AIMS photography partner Marathon Photos founder Francis Kay mentioned some innovative photography services for athletes and races. Marathon Photos have created a system to identify ‘bandit runners’ (runners who have not paid and faked a duplicate running number) and also created a system that pictures and profiles with general demographic data every running shoe make worn by every runner.
AIMS Children’s Series
Martha Morales, Director of the AIMS Children’s Series, said that: ‘AIMS organises events around the world to help create opportunity and introduce young people to a healthy life style through the sport of running. To date AIMS Children’s Race Series has had over 50,000 runners. 30% of young people have come from orphanages around the world. The most recent events have been held in Ecuador, Iraq and India.
23rd World Congress of AIMS
The next World Congress of AIMS will be hosted by the Great Batumi Night Race in Georgia from 23–26 April 2020.
The Congress elected the following people to the Board of Directors:
President: Paco Borao (Maraton Valencia Trinidad Alfonso, Spain)
Treasurer: Al Boka (Rock ‘n’ Roll Las Vegas Marathon, USA)
Director: Martha Morales (Tangamanga Marathon, Mexico)
Director: Rachid Ben Meziane (Marrakech Marathon, Morocco)

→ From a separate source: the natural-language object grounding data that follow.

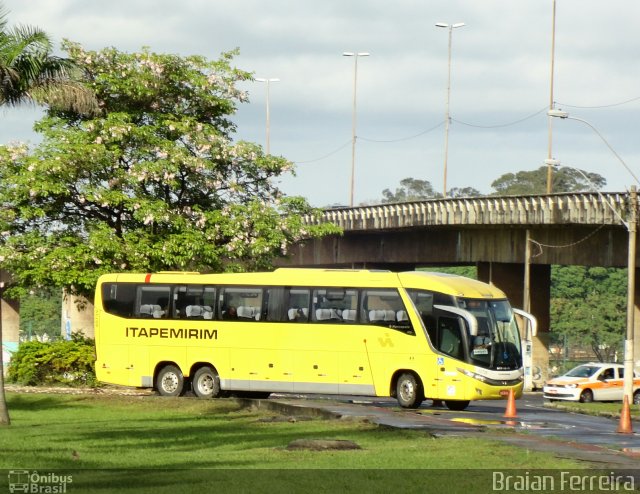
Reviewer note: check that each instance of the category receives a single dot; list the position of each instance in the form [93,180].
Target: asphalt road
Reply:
[532,417]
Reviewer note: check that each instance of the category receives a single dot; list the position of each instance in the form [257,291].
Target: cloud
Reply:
[500,75]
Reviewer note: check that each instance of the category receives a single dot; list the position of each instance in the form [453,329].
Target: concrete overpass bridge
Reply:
[499,235]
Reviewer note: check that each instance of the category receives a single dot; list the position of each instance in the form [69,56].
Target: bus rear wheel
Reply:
[206,383]
[170,381]
[456,405]
[409,391]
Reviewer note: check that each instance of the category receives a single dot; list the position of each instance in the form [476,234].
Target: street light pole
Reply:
[631,226]
[550,123]
[355,56]
[268,81]
[447,120]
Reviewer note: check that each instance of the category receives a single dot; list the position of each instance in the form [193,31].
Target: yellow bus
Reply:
[411,335]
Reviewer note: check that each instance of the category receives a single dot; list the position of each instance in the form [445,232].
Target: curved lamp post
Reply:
[355,56]
[631,227]
[268,82]
[447,120]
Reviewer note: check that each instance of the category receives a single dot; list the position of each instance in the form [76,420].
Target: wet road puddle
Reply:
[511,423]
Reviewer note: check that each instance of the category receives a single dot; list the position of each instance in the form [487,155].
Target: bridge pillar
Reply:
[636,323]
[77,316]
[10,323]
[509,277]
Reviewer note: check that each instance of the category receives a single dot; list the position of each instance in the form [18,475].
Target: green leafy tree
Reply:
[463,192]
[29,73]
[411,189]
[154,182]
[40,314]
[588,307]
[535,181]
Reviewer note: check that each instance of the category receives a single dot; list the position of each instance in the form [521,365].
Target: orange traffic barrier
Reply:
[624,427]
[510,412]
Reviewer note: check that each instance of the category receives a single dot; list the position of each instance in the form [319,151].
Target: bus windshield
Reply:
[497,344]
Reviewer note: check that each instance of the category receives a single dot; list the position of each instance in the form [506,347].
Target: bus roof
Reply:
[441,282]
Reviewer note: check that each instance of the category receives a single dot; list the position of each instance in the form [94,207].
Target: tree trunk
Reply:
[4,410]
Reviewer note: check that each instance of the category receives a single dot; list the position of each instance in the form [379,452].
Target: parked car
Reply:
[595,381]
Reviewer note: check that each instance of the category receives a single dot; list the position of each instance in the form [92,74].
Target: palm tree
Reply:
[30,74]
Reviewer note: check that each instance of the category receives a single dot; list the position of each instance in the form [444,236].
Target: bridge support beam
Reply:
[77,316]
[509,277]
[10,323]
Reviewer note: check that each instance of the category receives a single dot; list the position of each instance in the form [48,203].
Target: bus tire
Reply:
[206,383]
[409,392]
[170,381]
[456,405]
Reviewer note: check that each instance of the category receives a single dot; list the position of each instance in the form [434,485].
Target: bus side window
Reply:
[118,298]
[298,305]
[152,302]
[450,337]
[241,303]
[193,302]
[275,304]
[385,308]
[334,305]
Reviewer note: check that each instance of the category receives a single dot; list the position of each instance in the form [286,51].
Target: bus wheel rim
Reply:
[205,384]
[170,382]
[407,390]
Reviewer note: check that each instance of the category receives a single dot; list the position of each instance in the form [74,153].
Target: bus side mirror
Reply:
[530,318]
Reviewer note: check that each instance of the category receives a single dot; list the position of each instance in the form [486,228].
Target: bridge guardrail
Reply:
[584,208]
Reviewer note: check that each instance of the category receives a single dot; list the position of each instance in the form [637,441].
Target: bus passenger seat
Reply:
[194,311]
[349,314]
[382,315]
[151,310]
[207,312]
[297,314]
[246,312]
[323,314]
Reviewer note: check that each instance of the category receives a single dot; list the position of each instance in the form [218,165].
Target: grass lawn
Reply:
[155,444]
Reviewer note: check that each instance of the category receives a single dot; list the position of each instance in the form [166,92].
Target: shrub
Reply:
[70,363]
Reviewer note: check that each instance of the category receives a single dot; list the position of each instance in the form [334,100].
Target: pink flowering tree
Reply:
[153,182]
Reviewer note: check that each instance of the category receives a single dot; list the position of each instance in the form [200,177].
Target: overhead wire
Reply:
[468,124]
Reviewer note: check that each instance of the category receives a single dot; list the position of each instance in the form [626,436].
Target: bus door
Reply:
[122,358]
[448,333]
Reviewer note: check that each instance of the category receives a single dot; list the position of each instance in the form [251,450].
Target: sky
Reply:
[499,93]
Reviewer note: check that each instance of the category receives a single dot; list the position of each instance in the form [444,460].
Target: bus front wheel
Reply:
[170,381]
[409,391]
[206,383]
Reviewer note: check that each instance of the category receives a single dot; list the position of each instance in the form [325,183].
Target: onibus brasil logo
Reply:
[41,483]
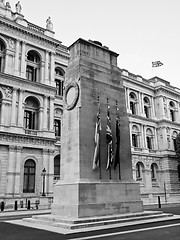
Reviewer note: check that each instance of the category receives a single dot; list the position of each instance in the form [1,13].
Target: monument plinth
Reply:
[93,81]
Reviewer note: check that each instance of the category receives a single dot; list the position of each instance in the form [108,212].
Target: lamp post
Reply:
[43,175]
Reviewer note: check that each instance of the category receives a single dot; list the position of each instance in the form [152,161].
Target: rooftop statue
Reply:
[18,7]
[8,5]
[49,24]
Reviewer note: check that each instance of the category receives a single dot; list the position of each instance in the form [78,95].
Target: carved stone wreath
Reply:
[71,95]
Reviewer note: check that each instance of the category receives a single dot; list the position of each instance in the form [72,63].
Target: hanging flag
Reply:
[157,64]
[109,141]
[96,158]
[117,158]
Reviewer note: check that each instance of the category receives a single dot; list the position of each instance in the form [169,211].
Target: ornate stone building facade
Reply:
[153,106]
[32,70]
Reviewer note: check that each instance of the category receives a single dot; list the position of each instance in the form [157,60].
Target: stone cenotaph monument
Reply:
[93,84]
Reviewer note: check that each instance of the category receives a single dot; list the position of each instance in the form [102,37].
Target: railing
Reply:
[30,132]
[35,28]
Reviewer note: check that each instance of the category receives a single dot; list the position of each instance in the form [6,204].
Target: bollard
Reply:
[159,202]
[29,205]
[15,205]
[21,204]
[2,206]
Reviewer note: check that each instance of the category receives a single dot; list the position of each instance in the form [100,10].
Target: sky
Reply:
[140,31]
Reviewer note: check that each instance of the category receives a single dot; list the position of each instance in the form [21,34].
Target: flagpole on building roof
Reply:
[118,140]
[109,141]
[99,152]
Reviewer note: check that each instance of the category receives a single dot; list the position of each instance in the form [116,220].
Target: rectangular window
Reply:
[31,73]
[57,127]
[134,140]
[149,142]
[59,87]
[132,108]
[29,119]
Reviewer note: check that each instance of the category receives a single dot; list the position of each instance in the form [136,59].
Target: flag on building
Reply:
[109,141]
[117,158]
[96,158]
[157,64]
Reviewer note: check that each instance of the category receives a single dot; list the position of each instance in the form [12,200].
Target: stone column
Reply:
[51,114]
[140,104]
[6,62]
[40,118]
[51,172]
[13,108]
[161,105]
[155,139]
[46,166]
[42,72]
[11,171]
[23,60]
[153,109]
[128,104]
[16,66]
[45,113]
[47,68]
[20,108]
[18,170]
[2,112]
[52,68]
[142,137]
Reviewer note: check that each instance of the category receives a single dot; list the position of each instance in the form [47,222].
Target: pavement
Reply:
[24,229]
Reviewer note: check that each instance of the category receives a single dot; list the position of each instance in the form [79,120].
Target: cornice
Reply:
[25,33]
[24,84]
[26,140]
[161,90]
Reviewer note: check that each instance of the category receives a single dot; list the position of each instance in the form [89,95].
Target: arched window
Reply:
[139,171]
[31,113]
[57,167]
[132,103]
[57,122]
[174,136]
[1,105]
[59,80]
[147,107]
[154,172]
[2,56]
[149,139]
[135,139]
[57,127]
[29,176]
[33,66]
[172,111]
[178,168]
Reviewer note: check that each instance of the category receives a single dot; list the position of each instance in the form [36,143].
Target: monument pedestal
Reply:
[83,199]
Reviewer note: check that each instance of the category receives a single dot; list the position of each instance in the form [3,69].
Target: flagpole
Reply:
[108,144]
[119,167]
[99,152]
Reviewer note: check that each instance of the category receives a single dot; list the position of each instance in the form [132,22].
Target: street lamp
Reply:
[43,175]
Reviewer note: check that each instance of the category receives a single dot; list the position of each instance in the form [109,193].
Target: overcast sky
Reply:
[141,31]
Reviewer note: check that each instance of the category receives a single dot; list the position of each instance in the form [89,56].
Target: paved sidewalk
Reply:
[9,213]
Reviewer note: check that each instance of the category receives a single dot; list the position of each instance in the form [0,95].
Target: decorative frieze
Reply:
[26,140]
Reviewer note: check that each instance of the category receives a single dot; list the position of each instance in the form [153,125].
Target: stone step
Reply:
[55,221]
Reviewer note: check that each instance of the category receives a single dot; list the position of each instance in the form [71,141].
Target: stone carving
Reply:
[58,112]
[49,24]
[18,7]
[7,91]
[11,43]
[8,6]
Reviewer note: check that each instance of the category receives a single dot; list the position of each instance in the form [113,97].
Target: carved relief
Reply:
[58,112]
[11,43]
[7,91]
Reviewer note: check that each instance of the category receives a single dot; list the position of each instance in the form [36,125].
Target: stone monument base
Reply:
[89,199]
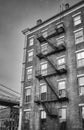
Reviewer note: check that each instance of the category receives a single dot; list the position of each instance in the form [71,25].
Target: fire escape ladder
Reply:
[51,86]
[52,45]
[49,109]
[51,63]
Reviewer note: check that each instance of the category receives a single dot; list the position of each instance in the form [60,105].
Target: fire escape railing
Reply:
[48,107]
[56,70]
[58,30]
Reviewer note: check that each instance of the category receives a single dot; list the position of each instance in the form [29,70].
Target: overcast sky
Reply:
[16,15]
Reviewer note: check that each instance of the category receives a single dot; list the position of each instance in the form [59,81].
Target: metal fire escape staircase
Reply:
[47,104]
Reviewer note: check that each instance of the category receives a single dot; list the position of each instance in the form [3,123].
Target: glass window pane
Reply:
[61,61]
[44,48]
[28,91]
[43,88]
[43,115]
[82,90]
[31,42]
[77,20]
[63,113]
[45,34]
[61,85]
[79,36]
[83,112]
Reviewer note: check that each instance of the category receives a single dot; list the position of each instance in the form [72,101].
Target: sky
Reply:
[15,16]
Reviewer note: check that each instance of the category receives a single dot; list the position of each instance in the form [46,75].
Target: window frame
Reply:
[61,114]
[31,41]
[44,92]
[45,33]
[80,60]
[27,95]
[44,71]
[62,65]
[59,41]
[44,48]
[80,86]
[80,38]
[77,21]
[62,89]
[30,74]
[30,57]
[44,114]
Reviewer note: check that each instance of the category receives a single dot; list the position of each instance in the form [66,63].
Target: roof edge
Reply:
[49,19]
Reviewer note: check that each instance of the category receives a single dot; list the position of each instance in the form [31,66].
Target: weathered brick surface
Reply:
[73,121]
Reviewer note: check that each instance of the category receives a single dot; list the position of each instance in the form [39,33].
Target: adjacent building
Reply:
[53,73]
[9,117]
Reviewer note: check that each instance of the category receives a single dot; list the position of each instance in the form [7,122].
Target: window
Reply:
[31,41]
[27,120]
[60,41]
[62,113]
[44,68]
[62,88]
[30,55]
[80,59]
[45,34]
[77,20]
[61,62]
[43,115]
[43,91]
[28,95]
[79,36]
[81,85]
[44,48]
[29,73]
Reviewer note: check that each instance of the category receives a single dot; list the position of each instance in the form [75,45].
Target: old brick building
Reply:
[53,73]
[9,117]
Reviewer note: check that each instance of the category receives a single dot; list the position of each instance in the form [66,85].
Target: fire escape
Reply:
[47,104]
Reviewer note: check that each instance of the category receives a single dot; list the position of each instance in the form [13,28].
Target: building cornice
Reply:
[54,18]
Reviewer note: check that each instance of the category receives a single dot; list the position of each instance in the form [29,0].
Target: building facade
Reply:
[53,73]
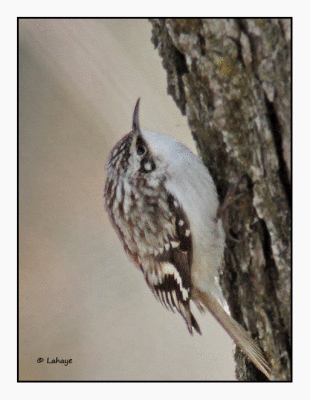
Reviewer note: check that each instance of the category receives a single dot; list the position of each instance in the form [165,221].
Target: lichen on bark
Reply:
[232,79]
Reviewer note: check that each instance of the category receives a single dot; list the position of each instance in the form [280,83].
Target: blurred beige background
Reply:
[79,296]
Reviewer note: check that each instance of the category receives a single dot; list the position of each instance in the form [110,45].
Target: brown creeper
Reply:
[163,204]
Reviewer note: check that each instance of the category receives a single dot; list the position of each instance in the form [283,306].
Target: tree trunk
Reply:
[232,79]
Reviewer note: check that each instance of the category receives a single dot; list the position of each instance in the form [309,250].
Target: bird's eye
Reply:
[141,150]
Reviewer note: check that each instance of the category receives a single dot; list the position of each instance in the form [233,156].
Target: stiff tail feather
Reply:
[241,337]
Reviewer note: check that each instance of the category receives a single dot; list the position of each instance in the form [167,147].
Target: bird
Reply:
[163,204]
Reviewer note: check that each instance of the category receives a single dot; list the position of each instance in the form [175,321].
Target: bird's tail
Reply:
[235,331]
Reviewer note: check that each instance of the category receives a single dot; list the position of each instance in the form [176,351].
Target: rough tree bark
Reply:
[232,79]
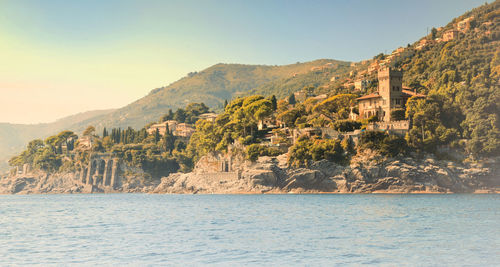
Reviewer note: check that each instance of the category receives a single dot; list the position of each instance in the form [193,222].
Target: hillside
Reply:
[211,86]
[14,137]
[214,85]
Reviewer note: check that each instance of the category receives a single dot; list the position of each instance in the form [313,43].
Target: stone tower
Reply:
[390,86]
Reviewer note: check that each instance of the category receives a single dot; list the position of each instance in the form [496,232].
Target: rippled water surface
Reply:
[270,230]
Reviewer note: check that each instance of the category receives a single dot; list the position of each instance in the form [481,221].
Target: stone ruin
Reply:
[102,170]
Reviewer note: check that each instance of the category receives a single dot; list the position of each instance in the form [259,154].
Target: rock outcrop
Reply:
[368,172]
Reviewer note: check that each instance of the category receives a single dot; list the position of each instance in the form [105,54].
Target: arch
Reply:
[106,177]
[90,171]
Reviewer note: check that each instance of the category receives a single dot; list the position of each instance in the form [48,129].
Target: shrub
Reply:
[398,114]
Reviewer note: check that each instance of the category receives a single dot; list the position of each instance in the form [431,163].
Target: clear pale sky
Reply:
[60,57]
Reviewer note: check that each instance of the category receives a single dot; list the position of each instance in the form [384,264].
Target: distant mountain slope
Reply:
[214,85]
[14,137]
[211,86]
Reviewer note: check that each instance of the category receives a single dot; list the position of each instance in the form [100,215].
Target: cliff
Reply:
[367,173]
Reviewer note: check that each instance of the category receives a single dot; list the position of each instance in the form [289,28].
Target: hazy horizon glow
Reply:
[64,57]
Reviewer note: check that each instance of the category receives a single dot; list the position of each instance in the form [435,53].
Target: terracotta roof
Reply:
[374,95]
[412,93]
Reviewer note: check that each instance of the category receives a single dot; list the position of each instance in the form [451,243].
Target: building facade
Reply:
[391,95]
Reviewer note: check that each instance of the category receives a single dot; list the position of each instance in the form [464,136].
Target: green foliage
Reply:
[336,107]
[89,131]
[291,99]
[435,121]
[254,151]
[398,114]
[346,125]
[466,72]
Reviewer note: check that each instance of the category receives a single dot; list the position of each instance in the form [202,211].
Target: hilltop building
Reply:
[209,116]
[391,95]
[450,35]
[177,129]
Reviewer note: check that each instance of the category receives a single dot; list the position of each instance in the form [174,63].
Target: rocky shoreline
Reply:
[366,173]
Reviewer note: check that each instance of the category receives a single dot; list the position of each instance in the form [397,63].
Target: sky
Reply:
[59,57]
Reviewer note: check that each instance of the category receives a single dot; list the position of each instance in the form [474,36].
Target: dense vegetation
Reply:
[463,75]
[461,110]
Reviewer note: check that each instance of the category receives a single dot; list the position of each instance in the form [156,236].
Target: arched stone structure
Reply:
[102,170]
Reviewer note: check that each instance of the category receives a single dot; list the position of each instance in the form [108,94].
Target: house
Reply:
[374,66]
[423,43]
[360,84]
[320,97]
[268,122]
[183,130]
[450,35]
[390,95]
[302,95]
[162,127]
[85,142]
[208,116]
[464,25]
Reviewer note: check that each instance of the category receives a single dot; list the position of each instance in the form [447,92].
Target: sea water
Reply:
[262,230]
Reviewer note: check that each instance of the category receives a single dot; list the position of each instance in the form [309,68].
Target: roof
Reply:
[208,115]
[412,93]
[374,95]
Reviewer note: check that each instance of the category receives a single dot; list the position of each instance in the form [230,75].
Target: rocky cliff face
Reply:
[367,173]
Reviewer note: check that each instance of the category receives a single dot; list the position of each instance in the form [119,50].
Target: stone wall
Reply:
[101,170]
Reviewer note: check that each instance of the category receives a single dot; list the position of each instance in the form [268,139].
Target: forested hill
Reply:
[213,86]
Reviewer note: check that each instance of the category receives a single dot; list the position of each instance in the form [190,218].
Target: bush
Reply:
[346,125]
[398,114]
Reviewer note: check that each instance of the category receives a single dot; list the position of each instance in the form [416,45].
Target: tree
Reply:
[89,131]
[433,33]
[346,125]
[180,115]
[274,102]
[168,141]
[336,107]
[68,138]
[291,99]
[397,114]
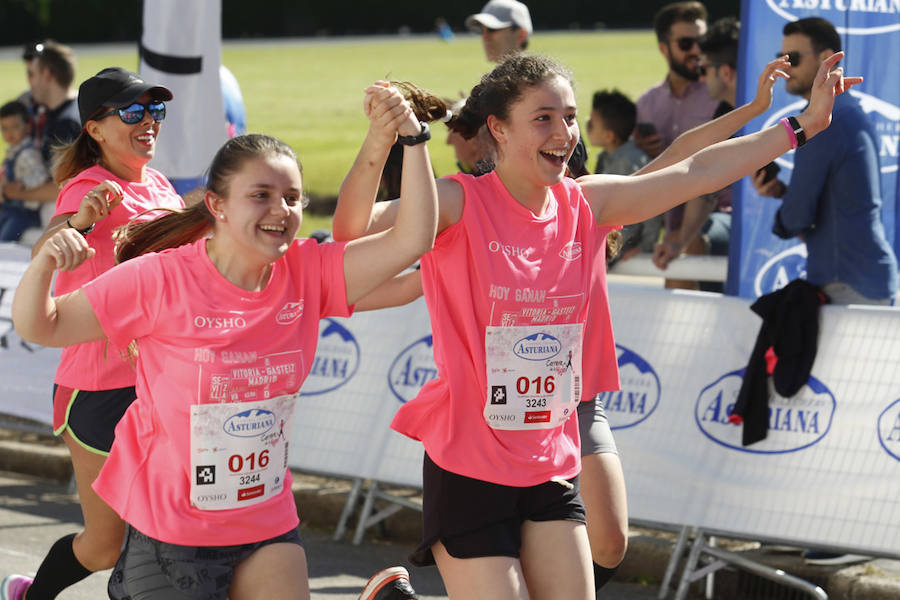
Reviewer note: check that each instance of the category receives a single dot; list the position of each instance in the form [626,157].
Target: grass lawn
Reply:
[309,93]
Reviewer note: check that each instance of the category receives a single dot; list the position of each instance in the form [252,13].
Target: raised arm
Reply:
[622,200]
[56,322]
[724,127]
[373,260]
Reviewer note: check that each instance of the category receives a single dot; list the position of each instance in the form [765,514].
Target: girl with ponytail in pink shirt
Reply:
[223,304]
[514,282]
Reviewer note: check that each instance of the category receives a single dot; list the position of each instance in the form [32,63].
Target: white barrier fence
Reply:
[827,475]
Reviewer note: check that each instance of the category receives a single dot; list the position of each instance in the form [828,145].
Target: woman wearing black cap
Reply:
[105,183]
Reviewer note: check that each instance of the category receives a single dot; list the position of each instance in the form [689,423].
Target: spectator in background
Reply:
[678,103]
[22,163]
[612,120]
[235,114]
[51,71]
[709,217]
[504,25]
[833,202]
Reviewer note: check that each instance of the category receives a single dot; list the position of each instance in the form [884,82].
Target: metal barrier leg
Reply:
[673,562]
[690,565]
[349,505]
[368,505]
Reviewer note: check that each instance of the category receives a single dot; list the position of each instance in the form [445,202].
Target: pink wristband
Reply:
[791,134]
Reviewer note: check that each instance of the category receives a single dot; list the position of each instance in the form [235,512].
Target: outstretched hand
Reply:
[97,204]
[388,112]
[766,82]
[828,84]
[66,250]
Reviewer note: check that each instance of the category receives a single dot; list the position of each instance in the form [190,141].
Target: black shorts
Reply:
[475,518]
[148,568]
[90,417]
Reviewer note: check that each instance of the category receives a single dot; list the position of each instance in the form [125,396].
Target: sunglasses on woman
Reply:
[135,113]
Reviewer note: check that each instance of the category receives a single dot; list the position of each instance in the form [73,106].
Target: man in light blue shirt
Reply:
[833,201]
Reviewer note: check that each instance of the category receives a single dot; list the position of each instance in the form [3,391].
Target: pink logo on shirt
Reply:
[571,251]
[289,313]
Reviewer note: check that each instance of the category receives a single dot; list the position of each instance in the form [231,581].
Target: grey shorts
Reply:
[596,436]
[152,570]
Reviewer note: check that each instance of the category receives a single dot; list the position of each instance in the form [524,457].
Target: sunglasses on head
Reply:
[793,57]
[686,43]
[135,112]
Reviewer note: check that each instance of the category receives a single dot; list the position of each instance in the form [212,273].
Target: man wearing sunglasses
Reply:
[50,67]
[679,103]
[504,26]
[833,201]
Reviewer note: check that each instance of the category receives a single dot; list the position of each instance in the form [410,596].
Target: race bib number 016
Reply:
[533,375]
[239,451]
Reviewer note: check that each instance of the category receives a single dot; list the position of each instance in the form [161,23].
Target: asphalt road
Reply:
[35,512]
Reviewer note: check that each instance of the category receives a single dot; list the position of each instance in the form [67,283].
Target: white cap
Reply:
[500,14]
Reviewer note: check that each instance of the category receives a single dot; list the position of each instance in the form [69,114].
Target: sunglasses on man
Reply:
[686,43]
[134,113]
[793,57]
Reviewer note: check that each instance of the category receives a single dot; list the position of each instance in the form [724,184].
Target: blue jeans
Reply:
[15,219]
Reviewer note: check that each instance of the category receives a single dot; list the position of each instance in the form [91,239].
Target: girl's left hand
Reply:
[828,84]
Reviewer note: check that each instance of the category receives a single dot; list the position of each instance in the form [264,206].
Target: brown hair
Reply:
[502,87]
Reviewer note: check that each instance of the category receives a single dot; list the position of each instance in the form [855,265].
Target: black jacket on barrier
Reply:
[790,328]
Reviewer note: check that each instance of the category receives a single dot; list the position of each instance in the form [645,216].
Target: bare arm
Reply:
[725,126]
[623,200]
[49,321]
[400,290]
[95,205]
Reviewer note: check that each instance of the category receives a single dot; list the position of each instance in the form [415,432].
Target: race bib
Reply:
[239,451]
[533,375]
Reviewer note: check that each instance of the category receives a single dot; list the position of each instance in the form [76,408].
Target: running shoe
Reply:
[14,586]
[389,584]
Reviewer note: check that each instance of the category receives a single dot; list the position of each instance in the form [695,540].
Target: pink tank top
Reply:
[501,267]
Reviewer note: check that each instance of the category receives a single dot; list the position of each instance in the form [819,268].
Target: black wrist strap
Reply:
[81,231]
[798,130]
[412,140]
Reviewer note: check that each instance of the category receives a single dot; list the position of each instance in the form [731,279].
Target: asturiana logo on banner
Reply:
[780,270]
[639,395]
[889,429]
[867,17]
[883,115]
[336,360]
[413,368]
[538,346]
[249,423]
[795,423]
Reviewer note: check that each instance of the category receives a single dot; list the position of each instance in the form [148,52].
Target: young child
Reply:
[23,163]
[610,125]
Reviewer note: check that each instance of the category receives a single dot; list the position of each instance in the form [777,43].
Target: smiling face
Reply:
[804,74]
[262,208]
[126,149]
[538,136]
[685,63]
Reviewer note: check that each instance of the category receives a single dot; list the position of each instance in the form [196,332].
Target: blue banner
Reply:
[759,262]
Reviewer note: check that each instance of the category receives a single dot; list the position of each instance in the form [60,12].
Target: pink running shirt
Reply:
[501,265]
[96,365]
[202,339]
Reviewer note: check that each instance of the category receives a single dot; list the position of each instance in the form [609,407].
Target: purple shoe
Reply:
[14,586]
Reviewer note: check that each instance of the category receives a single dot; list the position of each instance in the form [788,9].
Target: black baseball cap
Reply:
[114,87]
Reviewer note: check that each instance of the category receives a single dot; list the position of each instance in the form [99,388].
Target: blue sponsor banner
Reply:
[760,262]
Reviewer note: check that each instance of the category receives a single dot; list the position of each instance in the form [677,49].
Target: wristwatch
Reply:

Director: Fernando Jamarne (Maraton de Santiago, Chile)
Director: Tetsuya (Teddy) Okamura (Nagoya Women’s Marathon, Japan)
The World Congress was organised by the Tallinn Marathon and held at the Original Sokos Hotel Viru Tallinn. It was followed by the 2018 Tallinn Marathon & Half Marathon on Sunday 9 September.
The Congress was broadcast live on YouTube, and the Speakers presentations will be available to AIMS members, Sponsors and Speakers on the members section of the AIMS website.